# Getting Started with R (Warmup)
**Author:** Marcus Birkenkrahe (pledged) with ChatGPT  
**Subtitle:** DSC 205 (Introduction to Advanced Data Science), Lyon College Spring 2026

## Objectives

Let's make a simple plot with R and learn a few useful workflow habits along the way.

1. Open R in Google Colaboratory.
2. Load a dataset from a URL into a data frame.
3. Use basic error handling with `tryCatch`.
4. Explore the dataset.
5. Create a simple plot.
6. Summarize and check your understanding.

## (Optional) Packages and your search path

- In R, attached packages and environments are visible via `search()`:

In [None]:
search()

- You can list objects in your current workspace with `ls()`:

In [None]:
ls()

- You may not want anything in this environment. You can `detach` packages and `rm` objects from the `ls()` vector:

In [None]:
# detach("package:lubridate") # Uncomment if needed
rm(list=ls())

## Download CSV data from the web into a data frame

- We'll download the Iris dataset as a CSV file from a URL. (The built-in `iris` dataset exists, but using a URL is good practice.)

In [None]:
data_url <- "https://tinyurl.com/iris-data-csv"

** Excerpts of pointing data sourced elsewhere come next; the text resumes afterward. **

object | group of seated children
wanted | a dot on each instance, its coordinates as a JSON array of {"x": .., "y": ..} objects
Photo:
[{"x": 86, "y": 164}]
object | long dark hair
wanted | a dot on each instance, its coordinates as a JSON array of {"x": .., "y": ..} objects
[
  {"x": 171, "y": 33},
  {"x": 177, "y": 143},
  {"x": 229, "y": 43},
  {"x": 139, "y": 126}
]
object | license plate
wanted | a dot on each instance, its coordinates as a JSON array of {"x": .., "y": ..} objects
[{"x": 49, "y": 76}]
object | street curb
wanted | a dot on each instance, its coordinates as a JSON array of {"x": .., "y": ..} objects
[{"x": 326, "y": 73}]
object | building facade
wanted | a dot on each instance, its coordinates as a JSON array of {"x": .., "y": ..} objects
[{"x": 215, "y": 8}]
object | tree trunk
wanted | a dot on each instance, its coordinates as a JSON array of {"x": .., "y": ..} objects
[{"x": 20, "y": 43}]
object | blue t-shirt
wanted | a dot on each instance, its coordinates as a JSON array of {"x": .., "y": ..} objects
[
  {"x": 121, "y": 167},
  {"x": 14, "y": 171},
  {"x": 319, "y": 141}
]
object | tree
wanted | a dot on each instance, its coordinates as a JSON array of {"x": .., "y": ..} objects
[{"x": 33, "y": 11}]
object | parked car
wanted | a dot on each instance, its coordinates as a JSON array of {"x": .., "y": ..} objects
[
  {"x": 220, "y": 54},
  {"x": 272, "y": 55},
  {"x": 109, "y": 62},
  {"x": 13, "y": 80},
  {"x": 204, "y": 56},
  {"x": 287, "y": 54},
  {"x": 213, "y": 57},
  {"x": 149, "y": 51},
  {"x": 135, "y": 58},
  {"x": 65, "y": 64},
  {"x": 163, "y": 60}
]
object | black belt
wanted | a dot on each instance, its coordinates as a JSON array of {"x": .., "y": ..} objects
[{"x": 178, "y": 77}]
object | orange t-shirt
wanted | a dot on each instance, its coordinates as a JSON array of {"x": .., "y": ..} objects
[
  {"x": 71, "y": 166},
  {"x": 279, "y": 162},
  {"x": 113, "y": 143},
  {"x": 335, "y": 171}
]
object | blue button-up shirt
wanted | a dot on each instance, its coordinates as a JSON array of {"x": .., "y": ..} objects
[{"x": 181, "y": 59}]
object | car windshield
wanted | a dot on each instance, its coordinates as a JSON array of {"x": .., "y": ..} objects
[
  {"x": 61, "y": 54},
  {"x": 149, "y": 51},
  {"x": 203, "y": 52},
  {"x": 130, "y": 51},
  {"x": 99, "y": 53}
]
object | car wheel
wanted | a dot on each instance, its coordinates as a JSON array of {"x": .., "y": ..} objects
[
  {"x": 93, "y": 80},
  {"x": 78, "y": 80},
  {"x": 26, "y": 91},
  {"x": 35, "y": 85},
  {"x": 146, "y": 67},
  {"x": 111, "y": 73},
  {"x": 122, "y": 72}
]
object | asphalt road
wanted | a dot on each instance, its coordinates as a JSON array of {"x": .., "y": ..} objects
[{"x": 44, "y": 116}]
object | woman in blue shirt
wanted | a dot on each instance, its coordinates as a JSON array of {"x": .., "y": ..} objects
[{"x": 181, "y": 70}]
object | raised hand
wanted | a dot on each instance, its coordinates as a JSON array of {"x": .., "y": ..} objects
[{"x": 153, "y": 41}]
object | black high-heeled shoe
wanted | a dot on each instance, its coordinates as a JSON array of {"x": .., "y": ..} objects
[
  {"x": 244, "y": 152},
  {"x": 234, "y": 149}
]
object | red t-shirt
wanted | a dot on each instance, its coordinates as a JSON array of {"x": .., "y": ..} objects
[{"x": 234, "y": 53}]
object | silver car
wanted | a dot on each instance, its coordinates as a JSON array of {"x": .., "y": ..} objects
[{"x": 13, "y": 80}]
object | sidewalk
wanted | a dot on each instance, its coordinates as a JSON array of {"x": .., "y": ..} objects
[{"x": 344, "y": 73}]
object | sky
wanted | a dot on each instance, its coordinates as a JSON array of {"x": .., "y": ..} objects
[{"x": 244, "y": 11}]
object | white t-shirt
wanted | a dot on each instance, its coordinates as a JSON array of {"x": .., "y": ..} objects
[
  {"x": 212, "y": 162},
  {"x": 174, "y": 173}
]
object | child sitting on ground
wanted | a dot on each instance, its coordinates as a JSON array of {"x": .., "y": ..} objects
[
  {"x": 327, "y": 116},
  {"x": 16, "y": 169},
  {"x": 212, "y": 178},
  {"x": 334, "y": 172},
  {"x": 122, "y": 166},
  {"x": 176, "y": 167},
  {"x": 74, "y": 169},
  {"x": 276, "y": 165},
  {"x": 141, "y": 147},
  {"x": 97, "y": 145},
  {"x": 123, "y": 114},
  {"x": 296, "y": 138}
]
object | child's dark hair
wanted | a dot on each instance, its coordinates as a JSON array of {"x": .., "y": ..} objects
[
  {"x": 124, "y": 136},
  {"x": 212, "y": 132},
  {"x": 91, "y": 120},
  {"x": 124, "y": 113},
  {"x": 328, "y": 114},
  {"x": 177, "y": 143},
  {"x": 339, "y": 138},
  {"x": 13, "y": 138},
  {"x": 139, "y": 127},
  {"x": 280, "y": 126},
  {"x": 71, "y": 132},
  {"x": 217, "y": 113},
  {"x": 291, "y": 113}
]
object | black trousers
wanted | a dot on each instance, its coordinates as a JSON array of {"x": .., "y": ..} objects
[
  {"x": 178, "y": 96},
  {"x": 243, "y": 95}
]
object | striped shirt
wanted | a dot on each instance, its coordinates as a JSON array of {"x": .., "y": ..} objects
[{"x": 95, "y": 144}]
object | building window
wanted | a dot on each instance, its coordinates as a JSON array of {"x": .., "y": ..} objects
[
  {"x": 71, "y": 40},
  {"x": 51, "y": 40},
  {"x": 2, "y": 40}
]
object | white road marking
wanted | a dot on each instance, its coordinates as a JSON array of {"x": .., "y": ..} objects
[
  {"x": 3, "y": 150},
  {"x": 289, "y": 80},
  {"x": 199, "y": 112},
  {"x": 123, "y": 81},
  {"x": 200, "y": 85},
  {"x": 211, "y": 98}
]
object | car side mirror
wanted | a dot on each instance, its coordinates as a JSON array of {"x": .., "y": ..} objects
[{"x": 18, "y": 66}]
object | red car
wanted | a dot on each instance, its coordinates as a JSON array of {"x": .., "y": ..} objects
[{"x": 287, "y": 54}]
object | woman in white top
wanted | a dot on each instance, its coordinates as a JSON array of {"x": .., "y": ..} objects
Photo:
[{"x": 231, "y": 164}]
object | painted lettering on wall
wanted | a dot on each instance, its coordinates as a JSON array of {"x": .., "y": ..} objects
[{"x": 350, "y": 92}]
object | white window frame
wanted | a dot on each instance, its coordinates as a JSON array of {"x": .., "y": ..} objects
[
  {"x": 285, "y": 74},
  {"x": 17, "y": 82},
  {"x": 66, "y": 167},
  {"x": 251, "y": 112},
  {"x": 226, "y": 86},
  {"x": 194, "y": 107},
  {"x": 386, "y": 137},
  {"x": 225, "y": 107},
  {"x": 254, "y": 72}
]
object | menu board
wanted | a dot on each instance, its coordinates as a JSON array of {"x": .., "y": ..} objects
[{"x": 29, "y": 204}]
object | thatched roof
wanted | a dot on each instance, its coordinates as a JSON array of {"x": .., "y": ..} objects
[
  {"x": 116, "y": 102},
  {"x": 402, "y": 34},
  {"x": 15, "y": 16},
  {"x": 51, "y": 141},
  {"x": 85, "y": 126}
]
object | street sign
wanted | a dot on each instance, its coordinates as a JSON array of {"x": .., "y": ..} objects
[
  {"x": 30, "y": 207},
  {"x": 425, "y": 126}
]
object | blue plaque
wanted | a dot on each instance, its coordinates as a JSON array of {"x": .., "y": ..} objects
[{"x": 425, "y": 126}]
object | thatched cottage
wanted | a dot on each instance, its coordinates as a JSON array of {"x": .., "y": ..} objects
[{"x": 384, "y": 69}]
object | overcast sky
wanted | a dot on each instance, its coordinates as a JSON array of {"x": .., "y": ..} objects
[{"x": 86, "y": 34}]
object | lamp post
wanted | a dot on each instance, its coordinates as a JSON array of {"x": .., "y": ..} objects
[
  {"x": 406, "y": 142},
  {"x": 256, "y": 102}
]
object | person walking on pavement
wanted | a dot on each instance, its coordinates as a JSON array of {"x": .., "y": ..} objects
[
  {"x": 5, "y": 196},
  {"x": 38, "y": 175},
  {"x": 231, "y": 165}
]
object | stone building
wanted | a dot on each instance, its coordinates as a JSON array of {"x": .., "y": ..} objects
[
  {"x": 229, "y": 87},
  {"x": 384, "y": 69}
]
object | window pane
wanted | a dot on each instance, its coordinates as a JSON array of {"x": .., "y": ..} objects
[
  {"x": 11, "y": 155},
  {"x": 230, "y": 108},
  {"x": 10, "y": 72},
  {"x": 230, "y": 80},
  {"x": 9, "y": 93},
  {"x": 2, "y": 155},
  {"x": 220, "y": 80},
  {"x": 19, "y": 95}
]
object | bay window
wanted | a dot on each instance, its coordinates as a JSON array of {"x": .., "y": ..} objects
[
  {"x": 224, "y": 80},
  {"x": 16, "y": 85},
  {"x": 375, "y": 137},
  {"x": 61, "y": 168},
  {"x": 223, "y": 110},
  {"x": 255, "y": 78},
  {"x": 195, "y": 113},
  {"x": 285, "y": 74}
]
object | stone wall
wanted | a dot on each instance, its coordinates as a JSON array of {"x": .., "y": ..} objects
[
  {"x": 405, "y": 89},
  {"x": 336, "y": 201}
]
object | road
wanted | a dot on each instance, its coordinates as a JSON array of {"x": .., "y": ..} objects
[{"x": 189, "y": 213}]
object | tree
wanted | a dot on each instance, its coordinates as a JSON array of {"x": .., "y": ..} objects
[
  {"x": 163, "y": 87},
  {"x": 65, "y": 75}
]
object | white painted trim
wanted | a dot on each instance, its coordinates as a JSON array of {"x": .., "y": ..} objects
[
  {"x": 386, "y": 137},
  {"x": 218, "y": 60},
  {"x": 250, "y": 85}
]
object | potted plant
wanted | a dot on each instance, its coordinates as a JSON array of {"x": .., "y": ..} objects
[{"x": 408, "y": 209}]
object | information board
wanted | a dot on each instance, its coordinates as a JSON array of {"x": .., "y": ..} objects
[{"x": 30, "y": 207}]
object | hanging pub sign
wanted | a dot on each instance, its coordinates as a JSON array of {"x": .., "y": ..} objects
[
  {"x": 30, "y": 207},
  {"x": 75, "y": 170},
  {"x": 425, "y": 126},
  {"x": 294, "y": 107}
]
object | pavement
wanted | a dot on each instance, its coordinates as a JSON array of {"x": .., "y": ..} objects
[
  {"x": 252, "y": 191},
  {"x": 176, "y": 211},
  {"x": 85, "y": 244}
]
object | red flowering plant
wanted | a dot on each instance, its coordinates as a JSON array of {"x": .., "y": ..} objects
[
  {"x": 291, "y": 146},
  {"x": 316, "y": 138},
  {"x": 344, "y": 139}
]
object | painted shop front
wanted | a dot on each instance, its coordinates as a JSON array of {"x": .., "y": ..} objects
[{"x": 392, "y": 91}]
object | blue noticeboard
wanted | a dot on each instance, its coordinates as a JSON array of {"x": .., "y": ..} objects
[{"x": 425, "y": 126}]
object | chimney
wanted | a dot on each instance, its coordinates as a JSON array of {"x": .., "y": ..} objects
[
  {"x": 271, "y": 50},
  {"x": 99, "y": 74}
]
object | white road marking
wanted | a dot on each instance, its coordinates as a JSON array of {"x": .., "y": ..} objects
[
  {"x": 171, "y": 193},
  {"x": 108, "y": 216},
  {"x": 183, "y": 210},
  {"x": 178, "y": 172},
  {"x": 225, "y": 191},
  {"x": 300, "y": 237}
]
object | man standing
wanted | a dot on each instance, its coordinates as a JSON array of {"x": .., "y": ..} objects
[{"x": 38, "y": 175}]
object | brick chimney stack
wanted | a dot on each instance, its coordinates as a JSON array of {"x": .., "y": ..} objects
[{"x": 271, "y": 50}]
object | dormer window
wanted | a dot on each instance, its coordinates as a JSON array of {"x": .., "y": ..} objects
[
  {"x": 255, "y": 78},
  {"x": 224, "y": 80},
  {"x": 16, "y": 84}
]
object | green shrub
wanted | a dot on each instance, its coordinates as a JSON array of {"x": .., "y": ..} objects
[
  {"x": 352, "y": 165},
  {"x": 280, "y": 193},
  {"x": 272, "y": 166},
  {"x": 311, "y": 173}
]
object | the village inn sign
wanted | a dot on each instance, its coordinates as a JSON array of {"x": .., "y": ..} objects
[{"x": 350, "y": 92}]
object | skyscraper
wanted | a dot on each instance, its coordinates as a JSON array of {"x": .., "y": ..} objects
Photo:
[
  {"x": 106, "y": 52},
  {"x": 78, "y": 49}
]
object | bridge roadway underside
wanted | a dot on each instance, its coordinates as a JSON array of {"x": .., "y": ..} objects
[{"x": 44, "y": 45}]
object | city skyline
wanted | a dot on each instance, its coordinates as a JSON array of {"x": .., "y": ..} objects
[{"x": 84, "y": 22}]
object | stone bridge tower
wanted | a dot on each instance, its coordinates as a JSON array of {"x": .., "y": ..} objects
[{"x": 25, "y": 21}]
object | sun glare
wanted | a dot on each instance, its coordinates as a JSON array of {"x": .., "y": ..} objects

- You can simply load this dataset using `read.csv` but what if there are issues: When interacting with the web, things can fail: URL typos, network issues, etc.
- Load the dataset into a data frame, with error handling.

In [None]:
df <- tryCatch(read.csv(data_url), error = function(e) NULL)

- Load the dataset into a data frame, with error handling and communication:

In [None]:
df <- tryCatch(
  {
    tmp <- read.csv(data_url)
    cat("Dataset downloaded and loaded successfully!\n")
    tmp
  },
  error = function(e) {
    cat("Error loading dataset:\n")
    cat(conditionMessage(e), "\n")
    cat("Please check your internet connection or the URL.\n")
    NULL
  }
)

## Exploring the data

- Print the whole data frame (be careful: printing large data frames is noisy):

In [None]:
df

- Use `head()` to view just the first rows:

In [None]:
head(df)

- A simple safety check: did `df` load?

In [None]:
if (exists("df") && !is.null(df)) {
  head(df,3)
} else {
  cat("Data frame 'df' not found. Did the download fail?\n")
}

- `str()` is a great quick summary (similar role to `DataFrame.info()` in pandas):

In [None]:
str(df)

- Basic summary statistics:

In [None]:
summary(df)

## Plotting with base R

- A minimal scatter plot: sepal length vs sepal width.

In [None]:
# Note: In Colab, plots usually display inline automatically.
# The code below writes to a file as per the original script.
plot(df$sepal_length, df$sepal_width,
     xlab = "Sepal Length (cm)",
     ylab = "Sepal Width (cm)",
     main = "Iris: Sepal Length vs Sepal Width")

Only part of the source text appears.